The House of Lords so held in allowing an appeal by Belfast City Council from the Court of Appeal in Northern Ireland (Sir Brian Kerr LCJ, Sheil LJ and Hart J) [2006] NI 181, which had allowed an appeal by the applicant company, Miss Behavin’ Ltd, from Weatherup J. The judge had dismissed its application for judicial review of the council’s refusal to grant it a licence.
LORD HOFFMANN said that in arriving at its decision to refuse the company a licence the council appeared to have considered representations and objections made outside the 28-day period prescribed by para 10(15) of Schedule 2 to the Local Government (Miscellaneous Provisions) (Northern Ireland) Order 1985 (which prescribed a system of licensing identical to that in the Local Government (Miscellaneous Provisions) Act 1982). In his Lordship’s view, a licensing authority had a discretion to consider late objections, to which the applicant should have an opportunity to comment. As to the substance of the decision, the judge and the Court of Appeal had agreed that the council had acted fairly and properly exercised its powers under the Order. The Court of Appeal, however, had said that the company’s Convention rights had been violated by the way in which the council had arrived at its decision in that it had not shown that it had been conscious of the rights that were engaged, namely the company’s rights to freedom of expression and to the peaceful enjoyment of its possessions (art 10 of the Convention and art 1 of the First Protocol). Assuming that those rights were engaged, the court’s approach was contrary to the reasoning in R (SB) v Governors of Denbigh High School [2007] 1 AC 100. If the refusal of a licence had not in fact infringed the company’s Convention rights it was immaterial that the council had not specifically referred to them.

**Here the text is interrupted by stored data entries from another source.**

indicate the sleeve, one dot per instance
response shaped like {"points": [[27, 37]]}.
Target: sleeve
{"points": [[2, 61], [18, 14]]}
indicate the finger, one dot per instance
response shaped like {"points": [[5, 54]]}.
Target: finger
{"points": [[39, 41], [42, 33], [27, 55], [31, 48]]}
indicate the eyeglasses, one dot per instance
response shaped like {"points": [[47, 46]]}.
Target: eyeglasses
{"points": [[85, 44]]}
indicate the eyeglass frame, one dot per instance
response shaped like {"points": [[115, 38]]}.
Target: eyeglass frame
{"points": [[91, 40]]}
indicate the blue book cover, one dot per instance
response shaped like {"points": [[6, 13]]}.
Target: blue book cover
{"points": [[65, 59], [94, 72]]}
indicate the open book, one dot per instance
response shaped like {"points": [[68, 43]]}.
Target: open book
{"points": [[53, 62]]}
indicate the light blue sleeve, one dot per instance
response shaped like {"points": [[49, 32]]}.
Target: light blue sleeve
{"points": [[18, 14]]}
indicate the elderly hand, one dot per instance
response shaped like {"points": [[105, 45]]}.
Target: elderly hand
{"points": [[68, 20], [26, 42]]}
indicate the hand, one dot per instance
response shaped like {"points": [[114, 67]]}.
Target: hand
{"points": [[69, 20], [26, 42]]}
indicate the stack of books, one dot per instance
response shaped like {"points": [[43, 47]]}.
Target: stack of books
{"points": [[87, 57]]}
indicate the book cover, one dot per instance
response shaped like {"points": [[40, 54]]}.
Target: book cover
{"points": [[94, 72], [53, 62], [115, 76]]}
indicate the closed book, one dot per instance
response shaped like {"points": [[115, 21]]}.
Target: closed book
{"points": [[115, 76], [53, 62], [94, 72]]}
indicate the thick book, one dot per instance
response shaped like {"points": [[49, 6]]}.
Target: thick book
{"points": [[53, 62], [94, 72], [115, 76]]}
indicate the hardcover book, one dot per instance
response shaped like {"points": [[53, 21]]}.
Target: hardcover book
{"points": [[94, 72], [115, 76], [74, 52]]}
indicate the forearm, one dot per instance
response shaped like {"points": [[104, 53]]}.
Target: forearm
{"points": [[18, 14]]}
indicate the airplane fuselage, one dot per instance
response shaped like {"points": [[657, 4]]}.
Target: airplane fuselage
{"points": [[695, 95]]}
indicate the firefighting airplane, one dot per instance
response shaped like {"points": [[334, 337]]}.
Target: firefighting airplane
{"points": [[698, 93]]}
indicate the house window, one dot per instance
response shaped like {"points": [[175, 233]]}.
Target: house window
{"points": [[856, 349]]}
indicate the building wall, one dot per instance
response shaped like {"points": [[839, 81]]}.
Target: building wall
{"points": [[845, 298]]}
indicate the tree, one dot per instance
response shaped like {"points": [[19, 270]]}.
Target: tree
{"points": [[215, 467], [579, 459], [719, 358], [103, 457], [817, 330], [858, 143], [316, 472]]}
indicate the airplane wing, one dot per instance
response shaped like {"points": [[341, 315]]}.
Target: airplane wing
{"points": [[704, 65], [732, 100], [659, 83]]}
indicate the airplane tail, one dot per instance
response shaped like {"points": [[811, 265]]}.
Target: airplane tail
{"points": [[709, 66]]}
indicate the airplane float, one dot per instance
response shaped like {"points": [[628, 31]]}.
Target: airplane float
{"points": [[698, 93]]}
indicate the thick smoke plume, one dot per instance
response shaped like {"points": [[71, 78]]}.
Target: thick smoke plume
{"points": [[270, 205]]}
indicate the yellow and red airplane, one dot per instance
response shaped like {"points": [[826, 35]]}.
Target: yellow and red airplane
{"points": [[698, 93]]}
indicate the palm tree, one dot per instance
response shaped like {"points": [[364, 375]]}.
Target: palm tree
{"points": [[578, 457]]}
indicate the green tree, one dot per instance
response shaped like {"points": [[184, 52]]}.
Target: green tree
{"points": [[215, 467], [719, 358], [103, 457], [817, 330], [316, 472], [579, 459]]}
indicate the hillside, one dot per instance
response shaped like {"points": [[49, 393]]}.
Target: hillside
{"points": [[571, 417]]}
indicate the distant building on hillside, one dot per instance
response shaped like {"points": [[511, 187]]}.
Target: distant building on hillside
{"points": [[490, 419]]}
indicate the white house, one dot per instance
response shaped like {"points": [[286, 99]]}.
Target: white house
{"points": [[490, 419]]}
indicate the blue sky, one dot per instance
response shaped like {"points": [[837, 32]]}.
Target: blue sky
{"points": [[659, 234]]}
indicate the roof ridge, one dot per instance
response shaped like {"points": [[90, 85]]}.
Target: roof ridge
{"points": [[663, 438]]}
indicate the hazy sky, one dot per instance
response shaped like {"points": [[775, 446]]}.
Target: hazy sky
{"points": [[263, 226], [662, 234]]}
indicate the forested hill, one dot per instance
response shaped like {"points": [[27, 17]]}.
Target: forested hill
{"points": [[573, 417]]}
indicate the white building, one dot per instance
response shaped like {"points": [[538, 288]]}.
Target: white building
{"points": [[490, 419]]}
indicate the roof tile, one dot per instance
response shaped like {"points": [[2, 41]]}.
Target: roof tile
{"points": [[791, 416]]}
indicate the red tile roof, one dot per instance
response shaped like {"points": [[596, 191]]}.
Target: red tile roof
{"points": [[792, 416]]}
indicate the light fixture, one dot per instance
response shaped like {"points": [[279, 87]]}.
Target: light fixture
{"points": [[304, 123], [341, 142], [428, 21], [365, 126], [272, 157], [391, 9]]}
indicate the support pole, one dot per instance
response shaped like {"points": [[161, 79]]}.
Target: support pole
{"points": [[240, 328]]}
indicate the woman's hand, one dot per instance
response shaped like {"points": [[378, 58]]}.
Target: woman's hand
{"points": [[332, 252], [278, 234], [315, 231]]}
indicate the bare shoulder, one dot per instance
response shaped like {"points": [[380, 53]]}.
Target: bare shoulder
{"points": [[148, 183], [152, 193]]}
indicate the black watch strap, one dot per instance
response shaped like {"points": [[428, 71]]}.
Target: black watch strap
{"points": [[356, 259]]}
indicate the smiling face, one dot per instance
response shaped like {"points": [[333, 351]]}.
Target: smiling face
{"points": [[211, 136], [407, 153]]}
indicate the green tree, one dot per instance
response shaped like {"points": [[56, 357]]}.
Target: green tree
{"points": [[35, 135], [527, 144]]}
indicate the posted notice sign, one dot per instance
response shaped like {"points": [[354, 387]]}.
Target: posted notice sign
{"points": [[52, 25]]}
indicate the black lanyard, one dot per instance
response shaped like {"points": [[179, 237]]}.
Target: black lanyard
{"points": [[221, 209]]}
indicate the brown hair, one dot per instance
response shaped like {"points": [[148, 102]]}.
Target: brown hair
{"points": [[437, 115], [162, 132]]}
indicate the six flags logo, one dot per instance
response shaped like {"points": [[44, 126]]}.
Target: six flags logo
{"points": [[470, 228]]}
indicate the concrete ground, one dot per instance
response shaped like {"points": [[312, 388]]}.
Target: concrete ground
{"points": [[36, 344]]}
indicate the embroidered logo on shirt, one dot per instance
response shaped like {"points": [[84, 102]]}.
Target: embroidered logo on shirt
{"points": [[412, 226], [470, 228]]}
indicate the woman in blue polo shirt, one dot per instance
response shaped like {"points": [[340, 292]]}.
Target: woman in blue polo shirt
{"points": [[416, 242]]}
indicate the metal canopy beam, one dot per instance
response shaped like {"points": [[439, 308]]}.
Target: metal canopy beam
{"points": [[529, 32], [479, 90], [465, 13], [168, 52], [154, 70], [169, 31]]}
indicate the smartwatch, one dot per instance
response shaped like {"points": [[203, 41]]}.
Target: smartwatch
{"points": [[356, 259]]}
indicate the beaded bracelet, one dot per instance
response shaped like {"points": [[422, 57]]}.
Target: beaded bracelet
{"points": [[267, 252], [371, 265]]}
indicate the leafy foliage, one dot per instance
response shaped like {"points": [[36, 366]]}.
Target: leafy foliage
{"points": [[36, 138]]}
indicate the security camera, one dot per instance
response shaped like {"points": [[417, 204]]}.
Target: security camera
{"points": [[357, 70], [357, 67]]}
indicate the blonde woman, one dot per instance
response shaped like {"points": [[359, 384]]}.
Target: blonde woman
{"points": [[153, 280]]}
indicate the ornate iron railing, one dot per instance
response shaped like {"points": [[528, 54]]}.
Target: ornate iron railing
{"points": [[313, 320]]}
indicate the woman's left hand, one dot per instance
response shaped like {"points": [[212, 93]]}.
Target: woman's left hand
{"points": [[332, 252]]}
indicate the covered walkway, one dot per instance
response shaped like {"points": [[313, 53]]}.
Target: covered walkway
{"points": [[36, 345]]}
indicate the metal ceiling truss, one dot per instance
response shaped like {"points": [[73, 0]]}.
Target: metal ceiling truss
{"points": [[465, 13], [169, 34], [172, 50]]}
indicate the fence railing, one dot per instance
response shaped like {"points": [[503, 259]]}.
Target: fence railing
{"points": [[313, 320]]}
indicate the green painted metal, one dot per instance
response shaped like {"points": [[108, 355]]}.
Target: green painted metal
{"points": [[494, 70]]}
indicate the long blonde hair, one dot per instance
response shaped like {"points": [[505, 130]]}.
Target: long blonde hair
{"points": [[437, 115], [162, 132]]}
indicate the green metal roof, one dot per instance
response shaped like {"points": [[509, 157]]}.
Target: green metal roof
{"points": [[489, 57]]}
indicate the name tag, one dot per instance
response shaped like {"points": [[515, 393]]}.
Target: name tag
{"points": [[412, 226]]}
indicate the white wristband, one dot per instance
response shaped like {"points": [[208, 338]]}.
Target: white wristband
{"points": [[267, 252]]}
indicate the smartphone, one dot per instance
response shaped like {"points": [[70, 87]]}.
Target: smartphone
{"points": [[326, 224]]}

LORD RODGER, BARONESS HALE, LORD MANCE and LORD NEUBERGER delivered concurring opinions.
|
Appearances: Richard Gordon QC (of the English Bar), John O’Hara QC (of the Northern Ireland Bar) and David Scoffield (of the Northern Ireland Bar) (Director of Legal Services, Belfast City Council) for the council; John F Larkin QC and Mark Reel (both of the Northern Ireland Bar) (Fox & Associates, Belfast) for the company.